If you have no idea what I'm talking about, check out the Seattle scene videos Getting Loose
and Second Grenade
, Lotek Vancouver
, and FitLife
. Perhaps I'm the only person who ever felt this way.
But when Dakota finally did start to reveal his face in videos, my feelings changed completely.
Not only was it a relief to know what the guy looked like — His smiling eyes revealed a depth of character that blew me away every bit as profoundly as his riding ability once had, so many years ago.
Watch this now:
The thing I love about Dakota's riding is you can feel how hard he is working for every single clip. It doesn't simply look effortless. Rather than applying a new trick to the same old setup or hucking the same trick down more stairs, he continues to push the technical side on terrain that just gets bigger and burlier. He really is riding at the limit of his ability with complete commitment. There is something deeply personal and profoundly authentic about Dakota's riding.
I've never met Dakota, but if I ever get the chance, I know I'm going to be a complete, fawning dork. I can think of no one more deserving of a Monster energy drink sponsorship.
At the risk of putting way too fine a point on it, I'll highlight three features of the above video: visorless winter hats instead of baseball caps, the tasteful inclusion of candid non-riding "lifestyle" clips, and lots of expertly exposed footage that shows Dak's face even in the shadows. Credit for item #1 goes to Dakota, item #2 to the editor, and item #3 to the filmer (and possibly new camera technology).
(Also note the audible-yet-unintrusive bike sounds. Perfectly done.)
If you get the bike sounds and faces into your riding clips, you're well on your way to good vibes.
But there is one very important caveat to the faces principle:
2.1. Don't be an idiot.
This is the part where I talk about "lifestyle footy." If you're going to include non-riding clips in your videos (and I think you should), it needs to be done right. It needs to be candid.
It's easy to capture candidness in riding clips, because the riders are focused on pulling their tricks. These are fundamentally candid moments.
Filming those same schmucks off their bikes is a whole different equation.
High fives, fist-bumps, party footage, tour bus hijinks, vandalism, scenery, local characters, whatever — I'm not going to tell you what's appropriate to include. I am going to call your attention to what is potentially the most vibe-killing moment in a video. I call it "mugging for the camera."
Presumably, these dudes you're filming are your friends, they understand where this footage is going, and they're down with the camera. But that doesn't mean that it's easy to act natural with a fisheye jammed in your face.
If you stick a guy in front of a wall and film him doing nothing — a premise as ridiculous as it sounds, but a strangely common element in way too many bike videos — he may briefly maintain his cool.
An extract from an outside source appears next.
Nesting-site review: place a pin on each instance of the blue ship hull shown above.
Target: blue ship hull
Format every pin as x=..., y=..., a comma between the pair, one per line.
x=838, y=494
But the moment soon comes when he breaks character, shakes his head, and laughs to nobody in particular. You know the shot I'm talking about, right?
Same thing happens when the guy doesn't know you're filming him. There's a brief window of candidness, and then he realizes what you're doing, and he flips off the camera, jokingly.
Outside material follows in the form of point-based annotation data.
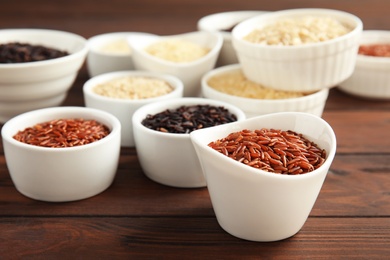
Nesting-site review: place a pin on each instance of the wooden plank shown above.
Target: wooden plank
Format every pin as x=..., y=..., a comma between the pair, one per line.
x=357, y=185
x=189, y=238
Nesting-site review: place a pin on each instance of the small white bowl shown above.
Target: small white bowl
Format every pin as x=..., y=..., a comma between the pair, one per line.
x=313, y=103
x=100, y=60
x=169, y=158
x=61, y=174
x=307, y=67
x=256, y=205
x=33, y=85
x=123, y=109
x=371, y=77
x=224, y=23
x=189, y=72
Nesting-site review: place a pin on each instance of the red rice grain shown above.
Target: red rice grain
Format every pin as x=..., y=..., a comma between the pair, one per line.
x=63, y=133
x=271, y=150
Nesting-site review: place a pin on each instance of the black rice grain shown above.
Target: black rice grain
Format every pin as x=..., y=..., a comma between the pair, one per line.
x=186, y=119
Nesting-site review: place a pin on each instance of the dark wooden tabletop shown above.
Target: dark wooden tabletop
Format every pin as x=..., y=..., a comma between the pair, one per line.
x=137, y=218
Or he's carrying his bike up the stairs for another attempt at whatever it is, and you're sitting there with the camera running, and as he passes by, he sticks his face in the lens and makes some goofy expression.
All of those moments, which might seem "funny," are really not funny at all. What you're witnessing is just humans alleviating the discomfort of not knowing what to do while being filmed. It is in fact pure awkwardness — the opposite of candidness — and watching it makes us, the viewers, feel uncomfortable, whether we realize it or not.
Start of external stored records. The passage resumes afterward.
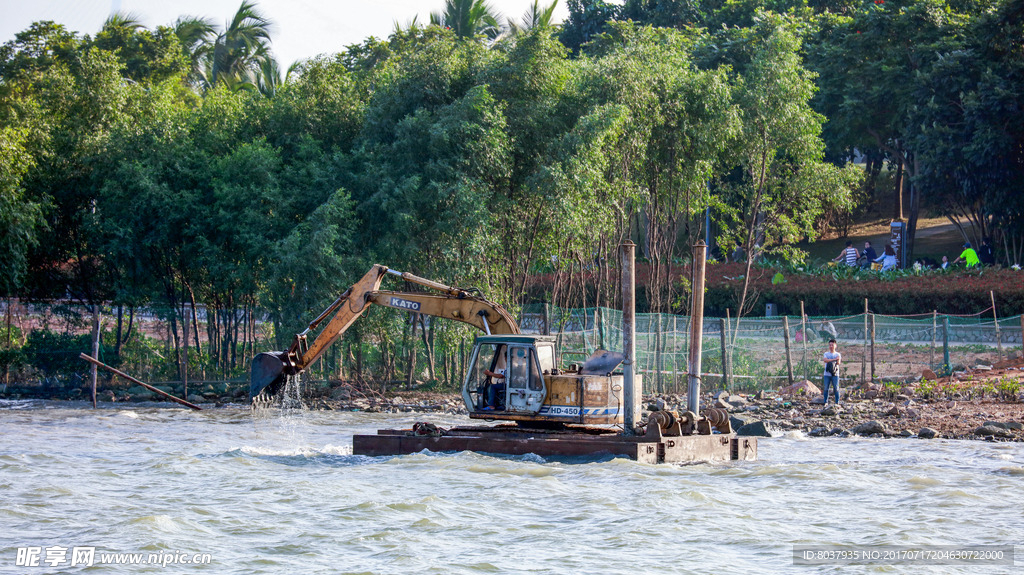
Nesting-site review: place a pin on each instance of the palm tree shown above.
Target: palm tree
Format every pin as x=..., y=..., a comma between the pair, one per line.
x=196, y=36
x=127, y=20
x=241, y=49
x=238, y=57
x=468, y=17
x=535, y=16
(On the shooter's side, this is why Tumblr is overflowing
with "street photography" of the backs of strangers heads
and why the best street photographers
are so amazing.)
That's my theory, anyway. It's up to you to decide whether any of what I'm claiming resonates as true.
For editors, the solution to this awkwardness is simple. Leave those awkward moments on the cutting room floor. While you're at it, you might as well tell your homeys not to make those stupid faces.
In fact, I'll say it for you: Hey riders, quit making stupid faces.